2.1.3. Alman-Sovyetler Birliği Görüşmelerinde Türkiye Pazarlığı

23 Ağustos 1939’da Moskova’da imzalanan Alman-Sovyet saldırmazlık paktı ile daha sonra Saraçoğlu Moskova’da iken Ribbentrop’un imzaladığı yine bu iki ülke arasında Doğu Avrupa’daki çıkar bölgelerini saptayan gizli anlaşmalar gerilim yaratmıştı. Özellikle Sovyetlerin Finlandiya ve Romanya konusundaki uygulamaları sert notaların gönderilmesine neden olmuştu. Alman Genelkurmayı, 3 Temmuz 1940’tan itibaren Rusya’ya saldırı planı üzerinde çalışıyordu. Hitler, İngiltere’nin işgalini süresi belirsiz bir şekilde ertelemek zorunda kalınca, 17 Ekim 1940’ta görüşmek üzere Molotov’u Berlin’e çağırmıştı. Almanya; Sovyetler Birliği, Japonya, İtalya arasında çıkar bölgeleri paylaşmasına dayanan dörtlü bir pakt arayışına girmişti. Bu müzakerelerde Almanya, önerilerini “Yeni Nizam” doktrinine oturtuyordu. 12 Kasım günü Ribbentrop, Molotov’la yaptığı konuşmada, İngilizlerin fiilen yenildiğini ama mağlubiyetin itirafının beklendiğini söyleyerek artık sıranın dünyadaki çıkar bölgelerinin bölüşülmesine gelmişti. Almanya, Avrupa’da yeni nizamı kurduktan sonra kendisi için yeni hayat sahası olarak Orta Afrika’yı düşünmüştü. Bunun dışındaki alanlarda Büyük Asya alanının oluşturulmasında Sovyetler kendi isteklerini rahatça formüle edebilecekti. Almanya, Sovyetlerin güneyde açık denize çıkmasını uygun görüyordu. Bu güney denizi Hint Okyanusu ya da Basra körfezi olabilirdi. Ama Rusların düşündüğü güney denizi faklıydı. Onlar Boğazların denetiminde söz sahibi olmayı, Bulgaristan ve Romanya’daki çıkarlarına da açıklık kazandırılmasını istemişti.

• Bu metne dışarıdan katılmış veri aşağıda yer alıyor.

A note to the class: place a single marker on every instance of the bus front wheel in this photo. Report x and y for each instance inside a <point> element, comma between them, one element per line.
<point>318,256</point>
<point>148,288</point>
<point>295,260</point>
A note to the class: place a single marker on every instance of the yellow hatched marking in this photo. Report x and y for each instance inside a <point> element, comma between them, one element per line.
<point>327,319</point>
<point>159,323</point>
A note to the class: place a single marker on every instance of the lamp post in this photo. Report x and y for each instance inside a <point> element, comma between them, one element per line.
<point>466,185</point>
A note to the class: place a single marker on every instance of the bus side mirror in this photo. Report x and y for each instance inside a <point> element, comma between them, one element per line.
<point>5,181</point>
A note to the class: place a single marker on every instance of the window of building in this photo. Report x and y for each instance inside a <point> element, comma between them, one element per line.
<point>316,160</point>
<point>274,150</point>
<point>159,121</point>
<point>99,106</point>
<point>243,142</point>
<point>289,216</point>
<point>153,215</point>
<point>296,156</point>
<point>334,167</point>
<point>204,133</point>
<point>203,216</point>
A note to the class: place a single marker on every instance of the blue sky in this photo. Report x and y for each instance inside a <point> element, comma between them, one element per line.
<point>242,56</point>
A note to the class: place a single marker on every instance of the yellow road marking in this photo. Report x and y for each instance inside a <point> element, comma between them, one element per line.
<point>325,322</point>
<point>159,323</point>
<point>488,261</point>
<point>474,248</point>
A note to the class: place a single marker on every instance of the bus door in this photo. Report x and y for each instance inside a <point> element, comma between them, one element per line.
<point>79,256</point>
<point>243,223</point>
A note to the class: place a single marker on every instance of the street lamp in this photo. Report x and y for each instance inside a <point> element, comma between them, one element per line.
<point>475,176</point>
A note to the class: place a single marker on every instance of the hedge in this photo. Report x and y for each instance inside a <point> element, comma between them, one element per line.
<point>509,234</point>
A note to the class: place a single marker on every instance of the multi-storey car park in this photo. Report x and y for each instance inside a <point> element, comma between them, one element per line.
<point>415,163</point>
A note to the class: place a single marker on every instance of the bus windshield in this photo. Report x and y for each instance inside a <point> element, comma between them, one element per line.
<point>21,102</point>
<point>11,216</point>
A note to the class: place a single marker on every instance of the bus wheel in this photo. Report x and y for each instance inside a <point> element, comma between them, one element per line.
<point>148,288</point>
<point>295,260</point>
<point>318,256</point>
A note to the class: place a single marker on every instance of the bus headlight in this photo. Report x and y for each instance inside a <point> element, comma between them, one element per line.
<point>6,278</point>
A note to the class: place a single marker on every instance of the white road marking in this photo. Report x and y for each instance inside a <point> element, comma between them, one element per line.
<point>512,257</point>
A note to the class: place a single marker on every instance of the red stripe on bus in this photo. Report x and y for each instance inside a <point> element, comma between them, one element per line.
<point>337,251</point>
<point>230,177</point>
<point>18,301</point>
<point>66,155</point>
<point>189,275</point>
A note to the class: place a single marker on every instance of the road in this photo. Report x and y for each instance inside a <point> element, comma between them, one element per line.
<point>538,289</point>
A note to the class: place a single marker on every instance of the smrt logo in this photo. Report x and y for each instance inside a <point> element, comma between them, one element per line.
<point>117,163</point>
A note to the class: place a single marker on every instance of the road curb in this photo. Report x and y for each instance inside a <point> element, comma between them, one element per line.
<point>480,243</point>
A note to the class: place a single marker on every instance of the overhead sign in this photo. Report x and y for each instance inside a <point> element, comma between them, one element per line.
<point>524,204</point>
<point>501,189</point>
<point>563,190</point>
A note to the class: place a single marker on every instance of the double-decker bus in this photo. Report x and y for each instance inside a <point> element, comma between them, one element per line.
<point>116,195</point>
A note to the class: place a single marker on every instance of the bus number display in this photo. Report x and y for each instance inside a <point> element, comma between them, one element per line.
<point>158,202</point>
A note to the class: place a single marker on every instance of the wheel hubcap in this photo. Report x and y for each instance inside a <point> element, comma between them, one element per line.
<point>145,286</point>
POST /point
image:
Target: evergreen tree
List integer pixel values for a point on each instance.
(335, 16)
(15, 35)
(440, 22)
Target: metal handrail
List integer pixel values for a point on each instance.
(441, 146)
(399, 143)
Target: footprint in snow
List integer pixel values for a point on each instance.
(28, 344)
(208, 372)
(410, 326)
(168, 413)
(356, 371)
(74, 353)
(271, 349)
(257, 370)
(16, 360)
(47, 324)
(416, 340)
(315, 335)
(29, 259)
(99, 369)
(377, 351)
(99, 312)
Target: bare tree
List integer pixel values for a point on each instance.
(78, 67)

Molotov’un bu konudaki ısrarı karşısında kızan Hitler, “Eğer Almanya Rusya’yla

hesaplaşacak bir saha ararsa, bunun için Boğazlara ihtiyaç duymaz” demişti.106

13 Kasım’da Ribbentrop’la Molotov arasındaki görüşmede Almanlar, Montreux Sözleşmesi’nde, Sovyetlerin savaş filolarını her zaman sınırlama olmadan geçirme hakkına sahip olmasının yanı sıra, Karadeniz’de kıyısı olmayan tüm ülkelere Karadeniz’in kapanmasını sağlayacak değişikliklerin yapılmasını önermişlerdi. Balkanlardaki durum ise Molotov’u hiç tatmin etmemişti. Molotov Dörtlü Anlaşmayı imzalamadan Rusya’ya dönmüştü.107

106 Altan ÖYMEN, Milliyet Gazetesi, 26 Eylül 1967, s.5

107 İlhan TEKELİ, Selim İLKİN, Dış Siyaseti ve Askeri Stratejileriyle İkinci Dünya Savaşı Türkiye’si, I.Cilt,

13 Kasım gecesi gecesi Molotov, Ribbentrop ile son bir görüşme yapmıştı. Bu defa Molotov’a, Rusya’nın Üçlü Pakta katılması ile ilgili bir anlaşma tasarısı verilmişti. Anlaşmanın bir numaralı gizli protokolü, dört devletin nüfuz mıntıkalarını tespit etmekteydi. Rus nüfuz mıntıkasının “Rus ülkesinin güneyinde Hint okyanusu istikametinde” olacağı gösterilmişti.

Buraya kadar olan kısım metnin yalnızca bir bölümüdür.